A la fin du 19ème siècle, le directeur du Jardin d'acclimatation imagine de recruter des indigènes pour les présenter au public. Pendant trente-cinq ans, les Français  se passionnent pour ces "exhibitions ethnologiques", lançant de la nourriture et de la verroterie aux "sauvages" parqués derrière les grilles. Le phénomène des "Zoos humains" se développe dans toute l'Europe durant des décennies, attirant des millions de personnes. Ces spectacles sont à à la fois un outil de propagande colonialiste, un objet scientifique au service de thèses racialistes, une source de divertissement voyeuriste. Ainsi se construit le regard des occidentaux sur l'Autre...

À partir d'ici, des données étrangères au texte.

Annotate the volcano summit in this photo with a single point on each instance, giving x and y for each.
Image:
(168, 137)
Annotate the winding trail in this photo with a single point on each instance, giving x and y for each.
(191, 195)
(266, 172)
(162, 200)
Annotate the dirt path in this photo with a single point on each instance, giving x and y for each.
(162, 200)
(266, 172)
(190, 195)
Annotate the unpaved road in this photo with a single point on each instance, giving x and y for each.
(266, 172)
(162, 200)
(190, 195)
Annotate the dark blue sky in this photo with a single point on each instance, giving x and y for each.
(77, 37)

Les lycéens d'i-voix donnent ici la parole à cet Autre.

Février 1892 : un "Caraïbe" exhibé au Jardin d'acclimatation sort de son silence.

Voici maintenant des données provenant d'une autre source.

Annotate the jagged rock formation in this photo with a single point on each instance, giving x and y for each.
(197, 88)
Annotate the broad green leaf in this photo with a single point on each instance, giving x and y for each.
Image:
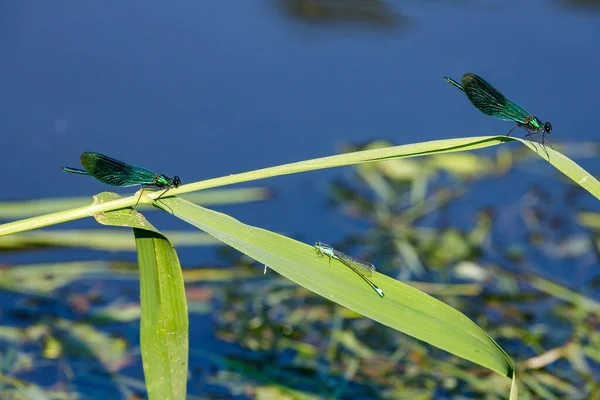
(164, 317)
(403, 308)
(28, 208)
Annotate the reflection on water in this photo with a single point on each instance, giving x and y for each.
(374, 12)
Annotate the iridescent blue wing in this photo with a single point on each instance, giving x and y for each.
(114, 172)
(490, 101)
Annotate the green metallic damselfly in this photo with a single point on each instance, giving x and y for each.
(490, 101)
(117, 173)
(361, 268)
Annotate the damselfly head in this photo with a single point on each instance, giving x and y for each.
(176, 181)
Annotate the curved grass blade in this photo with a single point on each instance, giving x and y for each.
(561, 162)
(164, 318)
(404, 308)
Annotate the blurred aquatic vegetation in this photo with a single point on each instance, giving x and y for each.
(317, 343)
(490, 263)
(373, 12)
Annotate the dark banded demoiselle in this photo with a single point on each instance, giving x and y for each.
(117, 173)
(362, 269)
(490, 101)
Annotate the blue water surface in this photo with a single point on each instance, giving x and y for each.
(204, 89)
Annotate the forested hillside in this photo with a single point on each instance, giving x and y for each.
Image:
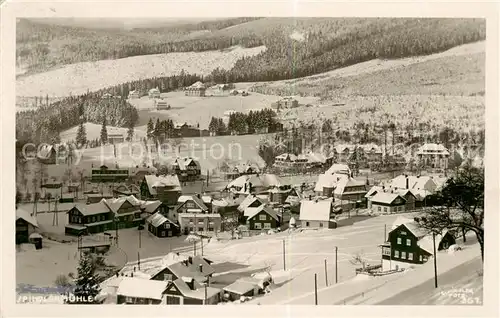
(328, 42)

Voici quelques extraits de ce discours ...

 

http://www.quaibranly.fr/typo3temp/pics/ef96232e54.jpgSource image

 

" Que tout cela s'arrête ! Je vois des millions de gens passer toute la journée devant cette cage infâme, dans laquelle je n'ai aucune intimité, aucun droit, rien ! Des millions de sans cœur, qui sont venus se moquer du pauvre petit sauvage que je suis, admirer un « Caraïbe », car c'est comme cela que l'on m'appelle, voyez-vous ? Je n'ai même pas la permission de choisir mon nom! Et durant ces journées infinissables, je subis vos rires horribles, quoique ce ne soient pas les moqueries le pire. Le pire, c'est de devoir supporter vos visages d'anges coupables à longueur de journée, ces visages gras, tellement laids que vous êtes obligés de les recouvrir de poudre blanche pour ne pas vous faire vomir les uns les autres. Je dois supporter vos petites gueules de bourgeois à l'odeur de fleur fanée dont vous vous parfumez abondement. Vous n'êtes qu'une bande de prétentieux, qui croient avoir des connaissances, de la supériorité par rapport à moi. D'ailleurs, c'est en partie pour cela que j'ai autant de visiteurs, tout ceux qui sont ici, ont tellement peu de confiance en eux, qu'ils viennent se comparer à un sauvage sur lequel ils sont sûrs d'avoir tout les droits.


(...) 

 

Maintenant, allez-vous en, je ne veux plus vous voir. Je sais que personne ne voudra me libérer après ce que je viens de dire, que je suis condamné à finir ma vie dans cette cellule, que je mourrai de folie. Mais peu m'importe. J'ai exprimé ce que je ressentais, je me suis fait entendre. C'est tout ce dont j'avais besoin. 

 

Après que ce Caraïbe du zoo de Paris eut fini son discours, les passants qui l'avaient écouté, et qui pouvaient se compter sur les doigts des deux mains, en grande majorité passèrent leur chemin, en gardant fixée sur le visage une expression impassible. Tous partirent, sauf un. C'était un petit garçon, il devait avoir environ huit ans. Il sortit de sa poche une friandise, l'offrit au sauvage, puis le regarda avec des yeux pleins de respect et de bonté avant de partir en courant. Ce petit garçon avait été abandonné à la naissance, il avait grandi par lui même, avait toujours vécu dans la rue. C'est ce même garçon qui, sept ans plus tard, brisera le cadenas de la cage des Caraïbes, fera sortir tous ses habitants, puis s'enfermera seul à l'intérieur pour le restant de ses jours, dans la quasi ignorance du monde qui l'entourait."